All that said, there’s absolutely no doubt that the Rams recognized that the ability to return to their former Super Bowl-level performance on offense was going to require a quarterback with the simple ability to do more. Still, McVay refused to take the bait when asked whether the offensive downturn was all his quarterback’s fault.

“I think the unfair narrative has been that some of our decrease in production is exclusively on the quarterback, that’s not true at all,” McVay concluded. “I think certainly, I have a big hand in that. I have to be able to look myself in the mirror and acknowledge and be able to evolve, improve and take ownership in that. I do know that the head coach and the quarterback are the ones that always, sometimes you get too much credit or too much blame, but I’m not going to run away from the blame that’s deserved on my end. What I do think is important is that the narrative becomes, all right, this is the outlet for why the offense wasn’t what it was, that’s unfair to Jared and I think it’s disrespectful to what he’s done over the last four years. There’s a lot of things.

“Football’s the ultimate team sport. That quarterback position is vital to your success, but it’s not exclusively the reason for, or the reason not. There’s an element that absolutely, it’s about the ten around him. It’s about what kind of things are we doing to put our players in the most favorable spots? And when you go back and you watch, and there’s a lot of layers to every single snap, every single play, it’s not exclusive to the quarterback and there’s a lot of times when I’m looking at saying, ‘Man, I’ve got to do a better job, or we do collectively as a staff,’ and then there’s somewhere we’re saying, ‘We’ve got to execute. Whether it’s from upfront, tight ends, receivers, running backs or the quarterback.’ That’s what makes football such a unique game, but I do think that’s what goes back to it being the ultimate team game because it takes all 11 to be able to operate at an efficient level. It takes coaches and players being connected and being on the same page.”
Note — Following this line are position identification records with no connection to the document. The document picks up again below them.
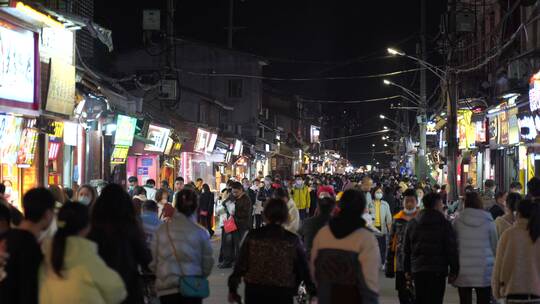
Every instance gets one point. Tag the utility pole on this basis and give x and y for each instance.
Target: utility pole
(451, 95)
(230, 28)
(171, 60)
(422, 165)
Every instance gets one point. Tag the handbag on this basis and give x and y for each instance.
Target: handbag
(229, 225)
(191, 286)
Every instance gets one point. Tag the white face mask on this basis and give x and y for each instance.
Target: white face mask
(85, 200)
(409, 211)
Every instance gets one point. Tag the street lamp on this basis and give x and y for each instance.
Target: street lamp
(435, 70)
(415, 96)
(389, 119)
(392, 51)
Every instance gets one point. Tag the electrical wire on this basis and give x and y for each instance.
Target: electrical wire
(501, 48)
(233, 75)
(350, 101)
(370, 134)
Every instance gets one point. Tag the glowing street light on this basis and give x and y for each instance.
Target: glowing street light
(392, 51)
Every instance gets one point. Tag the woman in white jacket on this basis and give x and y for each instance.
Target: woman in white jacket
(293, 225)
(180, 248)
(477, 240)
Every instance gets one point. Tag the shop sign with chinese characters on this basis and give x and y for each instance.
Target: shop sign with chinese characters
(18, 76)
(534, 92)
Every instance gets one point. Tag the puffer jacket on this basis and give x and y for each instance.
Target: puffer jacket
(430, 244)
(517, 266)
(394, 254)
(87, 279)
(271, 257)
(477, 242)
(301, 197)
(193, 249)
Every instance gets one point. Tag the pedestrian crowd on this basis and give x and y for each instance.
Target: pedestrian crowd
(323, 237)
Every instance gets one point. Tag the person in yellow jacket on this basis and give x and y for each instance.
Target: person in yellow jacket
(72, 271)
(300, 195)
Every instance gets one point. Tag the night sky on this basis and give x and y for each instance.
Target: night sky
(305, 38)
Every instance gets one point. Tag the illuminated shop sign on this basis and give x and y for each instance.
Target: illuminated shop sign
(119, 155)
(125, 130)
(237, 150)
(315, 133)
(159, 136)
(534, 92)
(201, 141)
(10, 133)
(27, 151)
(18, 76)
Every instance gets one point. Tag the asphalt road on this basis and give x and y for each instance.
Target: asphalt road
(219, 292)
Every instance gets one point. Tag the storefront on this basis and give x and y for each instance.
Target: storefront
(145, 156)
(20, 154)
(504, 142)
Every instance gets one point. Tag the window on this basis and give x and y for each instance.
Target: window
(203, 111)
(235, 88)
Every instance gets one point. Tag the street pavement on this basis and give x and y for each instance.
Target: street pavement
(219, 291)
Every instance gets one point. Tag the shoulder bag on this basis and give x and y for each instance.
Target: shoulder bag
(229, 225)
(191, 286)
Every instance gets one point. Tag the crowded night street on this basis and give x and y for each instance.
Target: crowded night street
(269, 152)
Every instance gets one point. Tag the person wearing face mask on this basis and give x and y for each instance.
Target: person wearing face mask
(267, 191)
(25, 255)
(430, 252)
(367, 184)
(506, 221)
(247, 188)
(86, 195)
(382, 219)
(133, 183)
(394, 257)
(420, 197)
(301, 197)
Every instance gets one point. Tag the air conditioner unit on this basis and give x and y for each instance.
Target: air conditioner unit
(229, 128)
(264, 113)
(517, 69)
(464, 22)
(167, 89)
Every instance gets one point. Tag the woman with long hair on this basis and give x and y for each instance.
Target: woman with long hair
(477, 240)
(516, 275)
(86, 195)
(272, 261)
(117, 230)
(181, 249)
(162, 199)
(345, 257)
(72, 271)
(206, 208)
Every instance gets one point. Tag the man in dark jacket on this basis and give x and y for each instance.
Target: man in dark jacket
(242, 209)
(394, 257)
(267, 191)
(430, 251)
(312, 225)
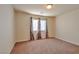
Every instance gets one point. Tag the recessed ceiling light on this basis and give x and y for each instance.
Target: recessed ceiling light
(49, 6)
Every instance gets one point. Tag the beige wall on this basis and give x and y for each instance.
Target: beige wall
(67, 27)
(51, 26)
(6, 28)
(23, 26)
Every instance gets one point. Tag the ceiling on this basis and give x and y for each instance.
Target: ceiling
(40, 9)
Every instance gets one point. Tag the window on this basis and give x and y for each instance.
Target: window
(43, 25)
(35, 24)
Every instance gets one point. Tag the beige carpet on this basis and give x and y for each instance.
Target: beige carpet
(45, 46)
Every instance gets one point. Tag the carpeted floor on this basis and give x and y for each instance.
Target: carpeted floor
(45, 46)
What does he want in a quarterback, and how important is that quarterback to the overall team success? McVay pointed more to the overall than to the quarterback’s responsibility.

“I would say this, I think as a team going back, you kind of just bring it back to being in that Green Bay visitor’s locker room after the game,” he said of the Rams’ divisional round loss to the Packers, in which Goff completed 21 of 27 passes for 174 yards and a touchdown. “What I think is so hard is that when you fall short or when you lose in the divisional round, or when we lost in the Super Bowl a couple years ago. What you don’t appreciate until you accumulate enough experience to really apply tangible evidence is how difficult it is – when you really say, ‘Hey, you start over.’ You don’t just show up where you fell short the following year. It’s so difficult to get yourself in a position to win your opener, to then follow that up by winning your second game, putting yourself in a position to win a division, potentially compete for a first-round bye, get into the playoffs, win in the playoffs.

“So, there’s so many things that we just want to take it one day at a time, be totally and completely present. I think it’s really all-encompassing to coaches, offense, defense, special teams – everybody can do their job at a little bit higher level. If we do that and we continue to just build and peak at the right times, you give yourself an opportunity to be relevant. Kind of like what I was saying earlier with the Bucs, they peaked at the right time. I think they showed that they can handle some adversity, I think a lot of people were probably counting them out after we had a game on Monday night, where we won, then they lose to the Chiefs the following week. But they had a late bye, they did a great job of rallying the troops and peaking at the right time. So, we’re really just focused on what we can control right now and that’ll be an ever-evolving process as we’re gearing towards whoever we open with and trying to really start 1-0.”

The Rams will try and start 1-0 in 2021 with Matthew Stafford, and would seem to have a far better opportunity of building on that than they did with Jared Goff.